Exclusive: Kelsea Ballerini talks her debut album, what's next and going back to school
GL: Your first single "Love Me Like You Mean It" just went gold a little while ago. Congrats! How does it feel?
Kelsea: Thank you! You know, I remember writing it and just believing that it has some kind of cool purpose, but for it to be my first single and first number one and first gold record is insane. The last number one from a debut female was Carrie Underwood's “Jesus Take the Wheel” and she's had such a brilliant career since then; it just makes me so excited to have a such a cool starting point to keep going from. I mean, it’s my first single you know, it’s really cool thing.
GL: And you followed it up about a month ago with "Dibs," right?
Kelsea: I did, yeah! You know, I’ve been so excited about that song. Radio Disney and Sirius XM the High Way have been nice enough to have been playing it for a couple months now. So it’s already had this really cool life that we just were really excited to continue. And for me like, with “Love Me” and “Dibs” I feel like both of them are in the vain of just confident and flirty and empowering which I think is so important for girls to have.
GL: But you've got some more serious and emotional songs, too.
Kelsea: Yeah. My label was nice enough to let me write on every song on this album, so I really wanted to just be a walk-through of me in my life. I wanted to have the fun youthful playful side, but I also wanted to have the real side. So there’s a song called "Second Hand Smoke" about my parents splitting up when I was 12 and there’s a song called "The First Time" about letting love go. There’s definitely realer stuff on there, which I think as an artist it’s your job to be that, to be real and vulnerable.
GL: How did you get started writing your own songs?
Kelsea: I always loved music growing up and loved storytelling, but I always thought of them separately. One day I started writing poems and then I would just sing them, put a melody to them and it turned into songwriting. As soon as I knew that it was songwriting, it just clicked with me and I knew that’s what I was supposed to do with my life.
GL: What was the first song that you wrote?
Kelsea: The first song I wrote was called “Oh Mama.” I actually had forgotten it was Mother’s Day the next day, so I wrote my mom the song the night before and that was kind of the starting point.
GL: What'd your mom say when she heard it?
Kelsea: Oh, she cried. My mom is always one of the first people I play my new music for, and it's basically because she always tells me she loves whatever I write. I need that little bit of reassurance first before I can move on and share my songs with anyone else.
GL: What's the writing process like for you?
Kelsea: It depends, if I write stuff by myself I can take my time and lock myself away in a room for a couple hours and just kind of do it however I want to do it. In co-writing it’s different because it's different styles colliding. I actually just had my dream write with Hillary Lindsey who is so talented. When I came to Nashville at 15-years-old, I thought if I can just write with Hillary Lindsey once in my life I'll have made it. I got to write with her last week and I’m still on cloud nine. She’s influenced me so much as a female that wants to be a hit songwriter.

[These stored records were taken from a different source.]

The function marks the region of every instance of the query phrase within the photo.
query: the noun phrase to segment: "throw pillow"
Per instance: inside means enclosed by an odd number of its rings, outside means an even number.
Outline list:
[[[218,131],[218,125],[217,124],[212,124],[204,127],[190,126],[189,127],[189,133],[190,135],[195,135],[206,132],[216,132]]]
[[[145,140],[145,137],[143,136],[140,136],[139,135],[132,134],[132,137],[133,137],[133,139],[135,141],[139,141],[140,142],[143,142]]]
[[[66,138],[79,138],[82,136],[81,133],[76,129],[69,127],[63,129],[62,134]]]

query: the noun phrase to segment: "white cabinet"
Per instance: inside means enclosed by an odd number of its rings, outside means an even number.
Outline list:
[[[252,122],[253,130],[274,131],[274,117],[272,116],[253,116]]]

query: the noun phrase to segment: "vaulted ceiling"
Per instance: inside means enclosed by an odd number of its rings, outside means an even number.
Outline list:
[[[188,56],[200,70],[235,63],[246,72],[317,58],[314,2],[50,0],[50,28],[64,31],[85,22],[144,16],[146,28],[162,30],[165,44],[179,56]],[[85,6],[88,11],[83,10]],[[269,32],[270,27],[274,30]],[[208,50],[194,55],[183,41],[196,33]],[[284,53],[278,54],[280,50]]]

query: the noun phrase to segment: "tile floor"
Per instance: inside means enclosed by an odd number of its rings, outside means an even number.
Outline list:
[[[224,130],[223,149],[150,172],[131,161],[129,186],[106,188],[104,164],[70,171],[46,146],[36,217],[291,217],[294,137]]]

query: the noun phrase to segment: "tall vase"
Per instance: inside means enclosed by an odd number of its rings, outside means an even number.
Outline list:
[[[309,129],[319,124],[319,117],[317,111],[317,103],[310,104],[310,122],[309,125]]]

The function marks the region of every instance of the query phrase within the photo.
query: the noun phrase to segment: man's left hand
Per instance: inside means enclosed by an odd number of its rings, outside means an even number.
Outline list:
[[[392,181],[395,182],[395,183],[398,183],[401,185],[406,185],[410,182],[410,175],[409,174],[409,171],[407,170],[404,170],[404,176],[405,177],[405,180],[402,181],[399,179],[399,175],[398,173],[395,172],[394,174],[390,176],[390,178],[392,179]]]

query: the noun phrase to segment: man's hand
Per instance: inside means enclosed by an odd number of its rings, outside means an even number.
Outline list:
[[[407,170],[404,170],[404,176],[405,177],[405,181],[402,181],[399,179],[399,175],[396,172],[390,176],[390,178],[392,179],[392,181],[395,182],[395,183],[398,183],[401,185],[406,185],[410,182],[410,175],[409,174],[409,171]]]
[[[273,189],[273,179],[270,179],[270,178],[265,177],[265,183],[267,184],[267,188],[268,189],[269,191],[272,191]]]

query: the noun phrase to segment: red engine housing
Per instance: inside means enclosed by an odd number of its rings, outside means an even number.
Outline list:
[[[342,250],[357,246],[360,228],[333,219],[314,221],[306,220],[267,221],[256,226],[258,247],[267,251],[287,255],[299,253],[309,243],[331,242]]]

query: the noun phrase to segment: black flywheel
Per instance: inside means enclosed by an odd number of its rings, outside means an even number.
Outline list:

GL: That's awesome. Now that it's back-to-school time, we're working on our BTS playlists. Got any good suggestions?
Kelsea: Definitely Taylor Swift. Cassidy Pope's new single "I Am Invincible" is so fun and confident, too. I love when girls are strong and empowered, which is why Kelly Clarkson is my favorite artist of all time. I grew up listening to a lot of pop music, too, so Britney was always my go-to. We actually cover "Oops... I Did It Again" in our live show which is so amazing.
GL: We've also got an awesome back-to-school locker decorating kit from you which includes posters and everything. Whose posters did you have on your walls?
Kelsea: I was such a sucker for the Jonas Brothers. My walls were covered in Joe Jonas. And I was a big believer in making my locker cute at school. I’m not an organized person, but I always had a bunch of cute little locker shelves and magnets and pictures and all that fun stuff.
GL: Do you have any BTS fashion tips?
Kelsea: You know, the second high school that I went to was dress code, and it broke my heart a little bit because I couldn’t dress up how I wanted. You learned about headbands and shoes and jewelry, instead.
GL: Do you have any general back to school tips for girls?
Kelsea: Be confident. I think school is hard—more so then the school part, being that age is hard. People can be mean and people can be judgmental, but just being confident and being who you are and making good decision is important.